U.S. Representative John B. Larson (CT-01) said, “Through the Bipartisan Infrastructure Law, we are dedicating federal resources to make intermodal transit options in Connecticut accessible to all residents, whether by bus or by train. This grant will better connect our public transportation system by creating one place for people to track available rides and pay their fares. Envisioning a future less reliant on automobile transportation has been one of my infrastructure priorities in Congress, and today’s announcement is one step forward toward that goal.”

U.S. Representative Joe Courtney (CT-02) said, “The infrastructure law we passed in 2021 has already helped complete dozens of projects in eastern Connecticut, creating all sorts of new career opportunities, but that’s only half of the equation. As faster, more convenient forms of public transportation start coming online thanks to the IIJA – from upgrades to the Shore Line East rail line, the new Enfield Train Station, expanded services along the SEAT bus line and more – we need to make sure that CTDOT has the tools it needs to provide people in our region with real-time information on how to access our upgraded public transit systems.
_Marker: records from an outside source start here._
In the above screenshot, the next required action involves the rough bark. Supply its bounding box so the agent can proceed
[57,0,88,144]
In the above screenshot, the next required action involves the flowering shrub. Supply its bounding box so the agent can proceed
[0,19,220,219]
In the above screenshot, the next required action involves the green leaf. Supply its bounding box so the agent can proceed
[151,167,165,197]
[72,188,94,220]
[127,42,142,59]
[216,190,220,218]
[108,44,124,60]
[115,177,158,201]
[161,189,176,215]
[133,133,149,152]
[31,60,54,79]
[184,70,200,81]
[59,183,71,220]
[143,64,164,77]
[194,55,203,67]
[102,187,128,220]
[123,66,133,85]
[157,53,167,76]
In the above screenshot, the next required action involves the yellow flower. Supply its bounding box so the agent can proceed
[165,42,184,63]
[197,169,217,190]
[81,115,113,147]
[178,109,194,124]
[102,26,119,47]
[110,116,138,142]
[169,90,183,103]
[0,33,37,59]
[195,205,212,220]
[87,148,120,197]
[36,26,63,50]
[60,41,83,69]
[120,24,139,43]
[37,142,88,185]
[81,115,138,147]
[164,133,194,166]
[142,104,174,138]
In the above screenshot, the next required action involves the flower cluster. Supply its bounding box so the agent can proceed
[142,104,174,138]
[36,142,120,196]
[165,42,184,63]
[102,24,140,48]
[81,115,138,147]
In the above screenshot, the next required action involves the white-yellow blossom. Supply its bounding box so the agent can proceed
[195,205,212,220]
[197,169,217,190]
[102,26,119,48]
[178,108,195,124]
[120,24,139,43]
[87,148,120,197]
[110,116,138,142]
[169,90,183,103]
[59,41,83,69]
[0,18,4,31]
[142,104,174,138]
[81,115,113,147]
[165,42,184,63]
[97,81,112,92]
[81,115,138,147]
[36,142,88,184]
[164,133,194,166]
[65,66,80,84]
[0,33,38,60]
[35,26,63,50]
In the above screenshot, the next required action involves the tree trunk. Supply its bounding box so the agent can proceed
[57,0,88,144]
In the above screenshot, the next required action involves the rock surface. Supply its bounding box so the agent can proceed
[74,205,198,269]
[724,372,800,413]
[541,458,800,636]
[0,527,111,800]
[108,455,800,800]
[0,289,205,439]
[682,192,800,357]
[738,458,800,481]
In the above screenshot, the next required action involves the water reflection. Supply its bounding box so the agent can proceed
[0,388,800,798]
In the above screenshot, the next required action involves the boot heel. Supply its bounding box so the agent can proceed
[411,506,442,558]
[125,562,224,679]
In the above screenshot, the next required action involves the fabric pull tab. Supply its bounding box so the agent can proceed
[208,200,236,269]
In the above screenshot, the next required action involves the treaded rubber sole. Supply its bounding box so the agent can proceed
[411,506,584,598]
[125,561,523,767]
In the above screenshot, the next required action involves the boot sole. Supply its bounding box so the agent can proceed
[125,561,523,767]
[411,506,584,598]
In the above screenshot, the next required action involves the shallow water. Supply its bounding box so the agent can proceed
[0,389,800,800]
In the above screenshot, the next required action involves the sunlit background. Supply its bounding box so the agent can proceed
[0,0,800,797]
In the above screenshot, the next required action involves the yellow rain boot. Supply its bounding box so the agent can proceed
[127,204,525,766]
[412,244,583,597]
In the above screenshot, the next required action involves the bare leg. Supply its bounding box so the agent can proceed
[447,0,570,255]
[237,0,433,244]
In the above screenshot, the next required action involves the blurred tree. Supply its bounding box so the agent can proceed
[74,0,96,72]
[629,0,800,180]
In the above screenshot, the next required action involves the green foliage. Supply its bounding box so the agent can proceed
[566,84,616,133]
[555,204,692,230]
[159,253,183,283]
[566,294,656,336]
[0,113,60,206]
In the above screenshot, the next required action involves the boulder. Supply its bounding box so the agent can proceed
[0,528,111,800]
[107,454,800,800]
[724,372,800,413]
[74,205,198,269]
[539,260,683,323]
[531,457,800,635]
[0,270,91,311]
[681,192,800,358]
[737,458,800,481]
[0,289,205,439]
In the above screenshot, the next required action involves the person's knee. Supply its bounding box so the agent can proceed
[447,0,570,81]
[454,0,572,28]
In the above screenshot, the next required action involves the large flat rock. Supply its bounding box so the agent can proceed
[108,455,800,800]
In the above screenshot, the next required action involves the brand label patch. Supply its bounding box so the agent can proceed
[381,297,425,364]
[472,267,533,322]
This new round of federal funding is going to help them do exactly that, and it’s good to see the IIJA helping make these projects a success from start to finish.”

U.S. Representative Rosa DeLauro (CT-03) said, “Ease of access to transportation makes it easier for families to get to school, their workplaces, and across our communities in a more efficient way. We know that infrastructure is the lifeblood of our economy. However, these past few years have been incredibly challenging for the transportation services that are essential to our transportation network and economy. These technology and accessibility upgrades put us on a path toward ensuring that our transportation infrastructure is more accessible. We now have the tools to make these much-needed improvements a reality.”

U.S. Representative Jim Himes (CT-04) said, “I’m glad to see the Infrastructure Investment and Jobs Act continues to deliver for Connecticut in big ways. The development of a unified transit mobile app and digital payment option will make our trains and buses more accessible and convenient for riders. By bringing Connecticut’s public transportation into the 21st century, this grant will spur our region’s economic growth, reduce carbon emissions, and improve traffic conditions.”

U.S. Representative Jahana Hayes (CT-05) said, “Improving our public transit does not stop at investing in physical infrastructure. Those investments do not go far if transit systems remain difficult to use. By increasing the accessibility and convenience of Connecticut’s public transit systems, this funding will make commuting easier for the people who rely on it for work, school, and daily life. It will also encourage people to start and continue using public transit in our state for years to come.”

CTDOT Commissioner Garrett Eucalitto said, “By making transit more accessible and easier to use, more people will use our public transportation system. This grant allows us to plan and create an easy to use, one-stop shop for all things transit in Connecticut. Thank you to the U.S. Department of Transportation and Connecticut’s Congressional delegation for supporting this grant and understanding the value and importance of public transit in Connecticut.”

This $2 million in grant funding awarded is the maximum allowed for Stage 1 Planning. Now that CTDOT has received this funding, which includes no local cost share, the agency is eligible for a Stage 2 Implementation grant of upwards of $15 million. CTDOT is partnering with the California Integrated Travel Project and RATP Dev USA on CT-ITMP. During Stage 1 Planning, CTDOT will seek input and feedback from stakeholders, including Connecticut transit service providers and community organizations. Planning and development will be ongoing in 2023 and 2024.

Connecticut’s public transit system provides more than 43 million annual passenger trips on bus and Americans with Disabilities (ADA) service and more than 41 million annual passenger trips on rail service.